Inoltre, proseguirà la riduzione del personale con 100 milioni destinati a incentivi di pre-pensionamento con l’obiettivo, anche con “iniziative volte a incrementare l’efficienza del gruppo”, di portare dal 53% del 2017 al 49% il rapporto tra costi ordinari del personale e ricavi. E’ inoltre prevista “una riduzione media annua di 3.000 unità” e ci sarà “una redistribuzione e formazione del personale: 4.500 dipendenti saranno riassegnati a un ruolo commerciale di front line”.
Del Fante dice che “i graduali progressi che ciascuno dei nostri segmenti realizzerà determineranno il grande salto in avanti che farà Poste Italiane. Questo piano si basa su ipotesi prudenti con un rischio di esecuzione limitato”.
L’ad aggiunge che i ricavi “aumenteranno in maniera costante per tutta la durata del piano, ma il vero impatto si vedrà sull’Ebit e sull’utile netto. I dividendi aumenteranno durante il periodo di operatività del piano in linea con l’aumento della redditività del gruppo”.
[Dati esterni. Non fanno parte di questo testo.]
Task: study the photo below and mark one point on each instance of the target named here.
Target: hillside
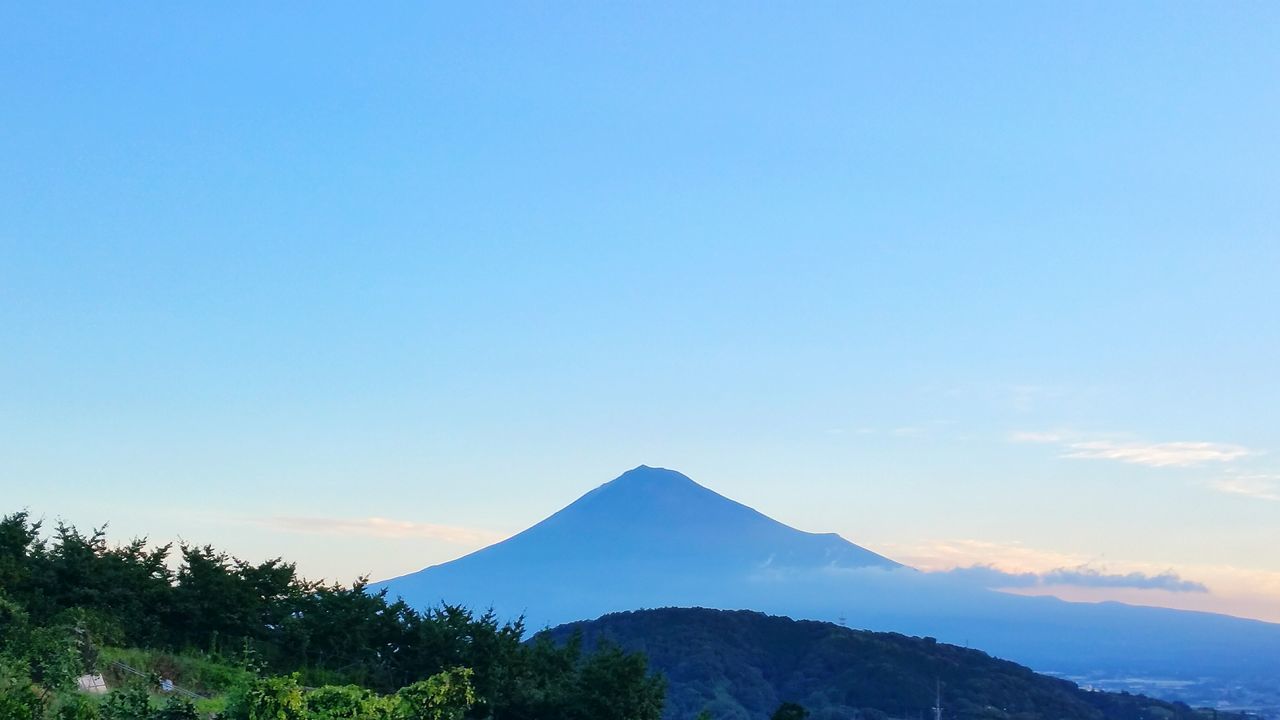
(740, 665)
(656, 538)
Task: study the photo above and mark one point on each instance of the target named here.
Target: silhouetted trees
(64, 596)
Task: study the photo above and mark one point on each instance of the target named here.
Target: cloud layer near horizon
(1182, 454)
(1082, 577)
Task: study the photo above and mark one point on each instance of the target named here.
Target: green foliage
(743, 665)
(129, 702)
(444, 696)
(197, 671)
(790, 711)
(177, 709)
(275, 698)
(338, 702)
(19, 697)
(76, 706)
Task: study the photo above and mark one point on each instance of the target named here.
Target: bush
(338, 702)
(19, 698)
(127, 703)
(444, 696)
(177, 709)
(76, 706)
(272, 698)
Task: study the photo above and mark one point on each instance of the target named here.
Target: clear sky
(987, 282)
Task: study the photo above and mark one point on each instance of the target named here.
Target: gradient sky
(991, 282)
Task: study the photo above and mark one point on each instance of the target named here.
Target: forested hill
(740, 665)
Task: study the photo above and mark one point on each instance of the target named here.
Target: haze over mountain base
(656, 538)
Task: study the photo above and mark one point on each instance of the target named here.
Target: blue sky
(988, 283)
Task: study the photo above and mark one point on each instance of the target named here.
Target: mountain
(656, 538)
(647, 537)
(741, 665)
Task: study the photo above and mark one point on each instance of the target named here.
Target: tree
(444, 696)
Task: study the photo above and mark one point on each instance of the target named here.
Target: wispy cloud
(1080, 577)
(1159, 454)
(1262, 487)
(1183, 454)
(383, 528)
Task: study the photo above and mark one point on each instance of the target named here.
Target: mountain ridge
(656, 538)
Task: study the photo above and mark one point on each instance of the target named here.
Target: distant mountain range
(741, 665)
(656, 538)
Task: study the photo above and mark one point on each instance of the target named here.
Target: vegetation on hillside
(741, 665)
(265, 643)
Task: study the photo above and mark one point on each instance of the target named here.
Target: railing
(149, 677)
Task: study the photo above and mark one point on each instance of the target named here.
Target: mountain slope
(741, 665)
(654, 538)
(649, 534)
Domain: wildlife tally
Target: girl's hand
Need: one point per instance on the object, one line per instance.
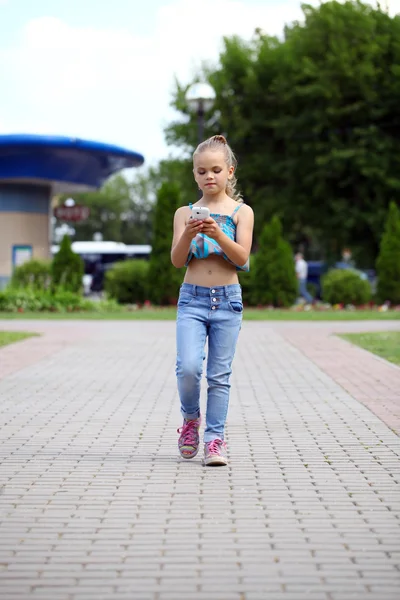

Le uscite di personale previste dal nuovo piano industriale di Poste Italiane al 2022 saranno “non traumatiche” e avverranno in maniera concordata attraverso prepensionamenti e pensionamenti anticipati. “Le uscite previste sono assolutamente in linea con ciò che è stato fatto negli anni passati dall’azienda – ha spiegato Del Fante – in termini di prepensionamenti e accordi bonari di pensionamento anticipato e politiche attive del lavoro. Avere un’età media del personale di 50 anni e un’età media uscita di circa 60 anni lo consideriamo un fattore positivo.”
“Nei 5 anni di piano assumeremo circa il 40% del numero delle persone che lasciano l’azienda. Nel proseguimento verranno fatte le riflessioni del caso. Questo con un accordo con tutte le sigle sindacali, che hanno firmato l’accettazione di questo programma di ricambio. Andremo ad assumere oltre 10 mila persone”, ha concluso.